Customers bid their final farewells to the iconic store that will close on Saturday.

The garish emporium that boasted 'cents-less' prices will close for good on Saturday

Customers walk through the aisles of Honest Ed's one last time before it closes on Saturday. (Adrian Cheung/CBC)

Before its last weekend of business, Torontonians have flocked to Honest Ed's to say goodbye. 

After 68 years, the iconic discount store will close for good at 5 p.m. Saturday.

Honest Ed's has long been known for its bright marquee display, pun-filled painted sales signs and the free turkeys its late founder Ed Mirvish handed out at Christmas.

Shelves and racks inside the store — usually brimming with clothes, groceries and tchotchkes — are barren. Most popular items were sold months ago.

The shelves and racks, usually filled, are barren. (Adrian Cheung/CBC)

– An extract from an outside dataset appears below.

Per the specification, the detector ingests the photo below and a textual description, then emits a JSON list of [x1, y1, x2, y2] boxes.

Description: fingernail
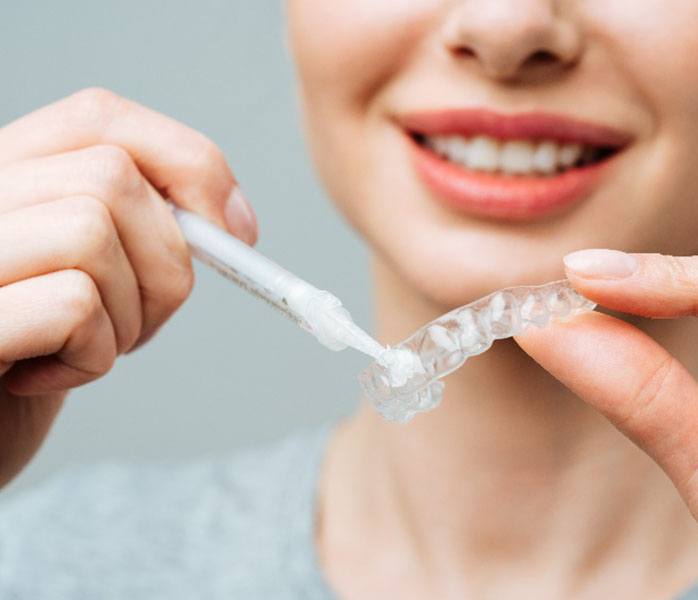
[[224, 186, 258, 246], [563, 249, 638, 279]]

Many customers bought any piece of memorabilia they could get their hands on — books about Ed Mirvish, shopping bags bearing the Honest Ed's logo or any of the hundreds of its vintage hand-painted signs. 

Many longtime customers simply wanted to walk down the aisles one more time. 

'Always been my store'

Cameron Lyte, a longtime customer, has a connection to the store from living on nearby Markham Street after immigrating from Jamaica over 40 years ago. Lyte said Honest Ed's has "always been my store."

"It feels like a real parting of a good friend," said Lyte, adding that he could always find clothes and products "at your price, the poor man's price. Not necessarily brand names but good stuff."
Sheldon Wagner, a longtime customer, bought the Krazy Karnival Mirror that greeted visitors. (CBC)

Frequent visitors to Honest Ed's will recall the Krazy Karnival Mirror near the entrance, a funhouse mirror that could make a visitor look like a carnival creation.

Sheldon Wagner, who bought the mirror for $425, said he considered it part of his childhood and wanted it to have a second life. 

"This is a happy memory. And now it'll be part of my funhouse; a tribute to Ed Mirvish," Wagner said. 

Shirley Bromfield said she accepts that Honest Ed's belongs to Toronto's history, not its future. 

"I hope over the years, we'll get adjusted to what to what they put here. Life moves on for all of us."

Store became complacent

Impresario, philanthropist and store owner Ed Mirvish died in 2007. In recent years his namesake store has been run by his son, David Mirvish.

In a recent interview David Mirvish told CBC's Matt Galloway he believes the store has been "complacent" since the early 1990s, and he is looking forward to changes in the neighbourhood. 

Hundreds of Honest Ed's hand-painted signs were for sale. (Adrian Cheung/CBC)

The store's site at Bloor and Bathurst streets will be redeveloped into a residential and commercial complex. Building plans show elements of Honest Ed's will remain, including its alley and a Mirvish Village Market nearby. 

The Toronto Transit Commission has paid homage to Honest Ed's in its nearby Bathurst subway station. In November, replica signs and decals in Honest Ed's font were placed throughout the station.

While details are being finalized with the Mirvish family, the TTC said it expects a "permanent installation" will be placed at the station to recall the landmark store and its impact on the neighbourhood.